Sepintas tak ada yang begitu istimewa dari lemari kekuning-kuningan ini. Ukurannya tidak terlalu besar, daun pintunya sudah copot, begitu juga isinya; deretan kemeja buntung usang yang digantung di hanger yang sudah karatan, tumpukan jersey grade ori Manchester United musim 2017/18 yang sablonannya sudah mengelupas, buku-buku bajakan yang tak pernah dibaca, obat-obatan yang sudah kedaluwarsa, roster kuliah yang tak kunjung diperbarui dan peci yang hanya dipakai untuk solat Jumat. Satu-satunya hal yang istimewa dari lemari ini mungkin adalah tempelan foto di dinding sekatnya. Sebuah foto berlatar kapal feri disertai tulisan di bawah kanan, Bakauheni.

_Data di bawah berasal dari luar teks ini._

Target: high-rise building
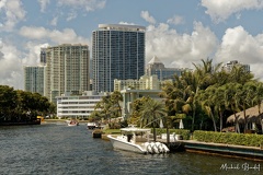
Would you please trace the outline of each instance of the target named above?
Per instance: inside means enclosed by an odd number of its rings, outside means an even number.
[[[46,65],[46,48],[41,48],[41,65]]]
[[[243,69],[245,71],[250,72],[250,66],[243,65],[243,63],[239,62],[238,60],[228,61],[226,65],[224,65],[222,69],[225,69],[227,72],[230,72],[233,67],[238,67],[238,66],[243,67]]]
[[[165,68],[164,65],[155,56],[146,67],[146,74],[157,74],[159,80],[173,79],[173,75],[181,75],[183,69],[180,68]]]
[[[112,92],[114,79],[139,79],[145,73],[145,27],[100,24],[92,33],[93,90]]]
[[[45,67],[24,67],[24,90],[44,95]]]
[[[64,44],[46,49],[45,96],[56,102],[56,96],[89,91],[89,46]]]

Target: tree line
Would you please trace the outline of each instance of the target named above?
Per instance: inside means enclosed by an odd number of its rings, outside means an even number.
[[[0,122],[31,121],[55,112],[55,104],[38,93],[0,85]]]
[[[185,128],[192,131],[222,131],[231,114],[245,113],[245,109],[255,105],[261,114],[263,83],[254,79],[244,66],[236,65],[226,70],[222,63],[213,65],[213,59],[208,58],[202,59],[199,65],[193,65],[193,71],[175,74],[175,81],[163,84],[160,94],[163,102],[149,97],[136,100],[127,121],[141,127],[150,124],[149,127],[155,128],[159,126],[159,119],[163,118],[164,126],[173,128],[183,119]],[[122,101],[119,92],[103,97],[91,117],[121,117]],[[243,130],[248,129],[247,118],[242,127]]]

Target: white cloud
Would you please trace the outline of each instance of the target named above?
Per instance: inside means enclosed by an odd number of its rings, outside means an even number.
[[[23,89],[22,52],[7,43],[1,44],[0,52],[0,84]]]
[[[30,39],[50,40],[54,44],[81,43],[89,45],[89,40],[87,38],[78,36],[72,28],[65,28],[62,31],[50,31],[44,27],[23,26],[20,30],[20,35]]]
[[[20,0],[1,0],[0,13],[4,13],[4,23],[0,27],[3,31],[12,31],[15,24],[24,20],[25,11]]]
[[[190,68],[192,62],[206,59],[217,48],[217,37],[201,22],[194,22],[192,34],[179,34],[168,24],[149,25],[146,33],[146,62],[155,55],[169,67]]]
[[[23,66],[37,66],[41,62],[39,54],[42,47],[47,47],[49,44],[44,43],[34,43],[34,42],[27,42],[25,45],[25,49],[27,52],[25,54],[25,57],[22,58],[22,65]]]
[[[263,34],[252,36],[242,26],[228,28],[215,55],[216,60],[226,62],[238,60],[251,65],[251,71],[263,78]]]
[[[41,11],[45,12],[47,4],[50,3],[50,0],[38,0],[38,2],[41,4]]]
[[[71,12],[68,14],[67,21],[71,21],[73,19],[76,19],[78,16],[78,14],[76,12]]]
[[[263,0],[202,0],[201,3],[216,23],[242,10],[263,9]]]
[[[56,26],[56,25],[57,25],[57,21],[58,21],[58,16],[54,18],[54,19],[50,21],[50,25]]]
[[[179,24],[183,24],[184,23],[184,19],[183,19],[183,16],[174,15],[172,19],[169,19],[167,21],[167,23],[168,24],[179,25]]]
[[[148,11],[141,11],[140,16],[150,24],[156,24],[156,19]]]
[[[95,9],[103,9],[106,4],[105,0],[57,0],[59,5],[67,5],[71,8],[84,8],[85,11],[94,11]]]

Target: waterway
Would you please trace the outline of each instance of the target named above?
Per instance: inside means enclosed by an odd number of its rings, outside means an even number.
[[[137,154],[93,139],[85,125],[0,127],[0,174],[258,175],[263,162],[190,152]]]

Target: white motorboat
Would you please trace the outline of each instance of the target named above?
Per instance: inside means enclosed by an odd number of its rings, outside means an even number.
[[[98,126],[96,126],[96,124],[95,122],[88,122],[87,124],[87,128],[88,129],[95,129]]]
[[[133,151],[137,153],[167,153],[169,149],[161,142],[150,142],[150,129],[136,128],[134,126],[122,128],[121,136],[108,135],[113,148]]]
[[[69,122],[67,122],[69,127],[75,127],[79,125],[79,121],[76,119],[71,119]]]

        Aku hanya bisa termangu memandangi foto itu. Mengingat-ingat setiap kenangannya, mengurutkannya dan menyusunnya dalam sebuah rajutan kisah utuh. Sebuah kisah kenangan yang selalu indah untuk dikenang tetapi begitu menyakitkan ketika tersadar bahwa itu semua tak bisa lagi terulang.
        Waktu itu aku memutuskan untuk naik bus ALS kelas ekonomi pulang ke Malang ketika perkuliahan semester pertama segera dimulai. Sebuah bus legend berwarna biru dari Sumatra dengan trek terjauh di Indonesia. Konon kabarnya bus itu pernah mengantar penumpang dari Medan ke Sulawesi.
        Tentunya keputusan yang amat kusesali. Lima hari empat malam dalam perjalanan. Duduk di kursi yang keras dan sempit, AC rusak, tak ada toilet, tak ada selimut, bus mogok, dan hal-hal yang tidak mengenakkan lainnya. Pantatku sudah datar dan punggungku terasa mau patah. Apalagi burungku yang menciut setiap kali kutekan menahan pipis. Itu adalah pengalaman yang yang tak terlupakan.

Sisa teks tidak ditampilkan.